Post-Quanten-Kryptographie: Sicher trotz Quantencomputern

Quantencomputer könnten praktisch alle heute verwendeten Verschlüsselungsverfahren brechen. Wie Netzverbindungen abgesichert werden können, wenn klassische Verfahren versagen, damit beschäftigt sich die Post-Quanten-Kryptographie. Es ist ein weiter Weg von der Forschung zur praktischen Anwendung.

Artikel veröffentlicht am , Hanno Böck
Am Quantum Nano Center in Waterloo werden erste experimentelle Quantenchips gebaut.
Am Quantum Nano Center in Waterloo werden erste experimentelle Quantenchips gebaut. (Bild: Institute for Quantum Computing)

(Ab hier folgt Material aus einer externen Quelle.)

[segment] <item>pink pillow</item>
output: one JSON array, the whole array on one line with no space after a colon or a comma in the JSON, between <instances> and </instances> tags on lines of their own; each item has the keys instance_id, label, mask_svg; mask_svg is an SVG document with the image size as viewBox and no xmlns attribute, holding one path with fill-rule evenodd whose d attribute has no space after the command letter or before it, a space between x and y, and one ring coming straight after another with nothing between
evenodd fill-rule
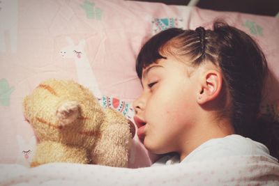
<instances>
[{"instance_id":1,"label":"pink pillow","mask_svg":"<svg viewBox=\"0 0 279 186\"><path fill-rule=\"evenodd\" d=\"M279 100L276 18L121 0L3 1L0 6L0 163L29 164L36 141L22 104L40 82L74 79L131 107L142 91L137 54L149 38L170 27L209 26L224 17L250 33L273 77L266 102ZM128 116L133 120L133 112ZM158 157L134 139L129 167L150 166Z\"/></svg>"}]
</instances>

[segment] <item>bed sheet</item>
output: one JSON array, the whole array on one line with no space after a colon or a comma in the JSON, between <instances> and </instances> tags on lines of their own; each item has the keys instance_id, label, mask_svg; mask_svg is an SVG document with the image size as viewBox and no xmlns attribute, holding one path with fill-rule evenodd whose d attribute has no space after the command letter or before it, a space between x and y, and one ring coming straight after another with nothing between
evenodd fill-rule
<instances>
[{"instance_id":1,"label":"bed sheet","mask_svg":"<svg viewBox=\"0 0 279 186\"><path fill-rule=\"evenodd\" d=\"M139 169L53 163L28 169L0 165L0 185L279 185L279 164L261 156L236 156Z\"/></svg>"},{"instance_id":2,"label":"bed sheet","mask_svg":"<svg viewBox=\"0 0 279 186\"><path fill-rule=\"evenodd\" d=\"M211 28L223 17L256 39L271 69L263 111L279 116L279 19L121 0L0 1L0 163L29 166L36 144L23 98L49 78L73 79L108 96L115 109L140 95L135 61L152 35L171 27ZM133 121L133 110L126 116ZM279 118L279 116L278 116ZM158 158L137 137L129 167Z\"/></svg>"}]
</instances>

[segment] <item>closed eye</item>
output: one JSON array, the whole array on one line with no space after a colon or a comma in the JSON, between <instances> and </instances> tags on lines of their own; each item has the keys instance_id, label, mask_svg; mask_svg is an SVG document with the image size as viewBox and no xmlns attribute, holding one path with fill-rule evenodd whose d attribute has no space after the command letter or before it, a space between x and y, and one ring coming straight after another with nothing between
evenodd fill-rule
<instances>
[{"instance_id":1,"label":"closed eye","mask_svg":"<svg viewBox=\"0 0 279 186\"><path fill-rule=\"evenodd\" d=\"M154 82L150 83L150 84L148 84L148 86L149 86L149 88L151 88L152 86L153 86L157 83L158 83L158 82Z\"/></svg>"}]
</instances>

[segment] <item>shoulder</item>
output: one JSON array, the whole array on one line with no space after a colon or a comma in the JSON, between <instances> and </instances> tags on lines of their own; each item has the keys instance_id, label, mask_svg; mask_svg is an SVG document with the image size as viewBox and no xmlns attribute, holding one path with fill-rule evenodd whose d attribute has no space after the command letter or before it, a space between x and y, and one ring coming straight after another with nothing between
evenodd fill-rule
<instances>
[{"instance_id":1,"label":"shoulder","mask_svg":"<svg viewBox=\"0 0 279 186\"><path fill-rule=\"evenodd\" d=\"M182 162L236 155L264 155L271 157L264 145L249 138L232 134L207 141L185 157Z\"/></svg>"}]
</instances>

In 15 Jahren könnten Quantencomputer bereits Realität sein - genügend Forschungsgelder vorausgesetzt. Mit dieser provokanten These begrüßte diese Woche Professor Matteo Mariantoni von der kanadischen Universität Waterloo die Teilnehmer einer Konferenz zur Post-Quanten-Kryptographie. Quantencomputer stellen die Kryptographie vor eine große Herausforderung: Die gesamte Verschlüsselungstechnologie im Internet basiert auf Verfahren, die mit Quantencomputern gebrochen werden könnten.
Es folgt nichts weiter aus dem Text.